The handshake of the host affects the taste of the roast - Benjamin Franklin
Have you ever wondered why people shake hands?
The handshake dates back to the 5th century B.C. in Greece. It was a symbol of peace, showing that neither person was carrying a weapon. During the Roman era, the handshake was actually more of an arm grab. It involved grabbing each other’s forearms to check that neither man had a knife hidden up his sleeve. Some say that the shaking gesture of the handshake started in Medieval Europe. Knights would shake the hand of others in an attempt to shake loose any hidden weapons.
Back in the 80s, I wasn’t carrying any hidden weapons, just mile high hair, but I was starting my career in broadcasting.
I was learning how I was expected and supposed to act in this new professional world. I noticed everything and tried to copy anyone who looked like a power player (that was a thing in the 1980’s).
I took note that when I went into a business meeting, the person we were meeting would often shake the hands of the men in the room but only nod or smile at the women.
Then, during the meeting they would talk directly to the man at the table and only smile when I made a point. They assumed that the man was always in charge and I was a secretary, or tag along or coffee getter.
During one meeting in particular, it dawned on me. I realized the handshake or greeting I would receive before the meeting was equal to the treatment I would receive during the meeting.
I decided to do an experiment. When I went to meetings, I would immediately extend my hand to the person we were meeting with and wait for them to shake it.
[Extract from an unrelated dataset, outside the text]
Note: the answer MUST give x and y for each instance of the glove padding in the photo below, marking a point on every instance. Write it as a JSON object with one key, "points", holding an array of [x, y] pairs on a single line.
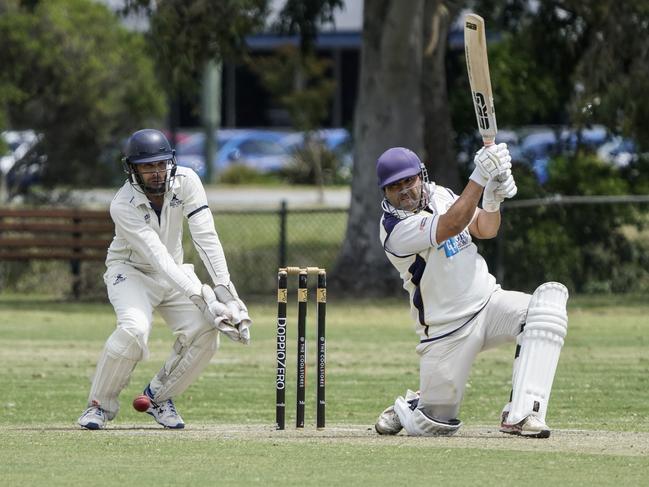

In the beginning this was a very awkward situation as I would usually do business with mostly man. Back in the 80’s they referred to me as 'the little girl who wrote copy.' I was in my late 20’s.
Sometimes I would be left standing in the lobby with my hand held out while they passed by me. Most times, when they saw my hand extended, they were not sure what to do. But rather than be impolite they would take it, very limply and give it a shake.
Al Capone was once quoted saying, “You accomplish more with a smile, a handshake, and a gun than you do with just a smile and a handshake.”
Well, I didn’t know how to use a gun in the 80’s but I made it a point to develop a good hearty handshake.
When I met with women and extended my hand to them most didn’t know what to do. Remember, we came from an era of all girl Catholic schools where we bowed and genuflected.
Shaking hands was something two men did. A private, “Oh so you’re the one in power,” secret handshake kind of thing.
I absolutely remember the first time a woman put her hand out to me. I was in a meeting with people from CBC TV. This lady came in the boardroom and without a thought, pushed her hand in front of me. I am sure my return shake was like a dead fish. But it stuck with me.
I quickly realized as a young businessperson that the handshake seals the deal. It’s the promise. The agreement. It’s just as good as your word.
How many times have you heard the contract was made with a gentleman handshake? It is how you finalize the deal.
I quickly learned how to give and receive a firm handshake.
When someone extends their hand to me, I grab it and give it a good firm shake while looking them in the eye and smiling.
After the pandemic, when the world returns to whatever the new normal is going to be, I do hope hand shaking returns.
I would hate to see a world where people were afraid to touch each other, to seal the deal, to reach out.
Even if it is just a fist bump while we get used to germs again. I am looking forward to a post pandemic world where we can touch each other. Where we can shake hands and hold hands.
As soon as we throw away the masks and rubber gloves, let’s go back to being human and reach out to one another.
As a matter of fact, let’s shake on it!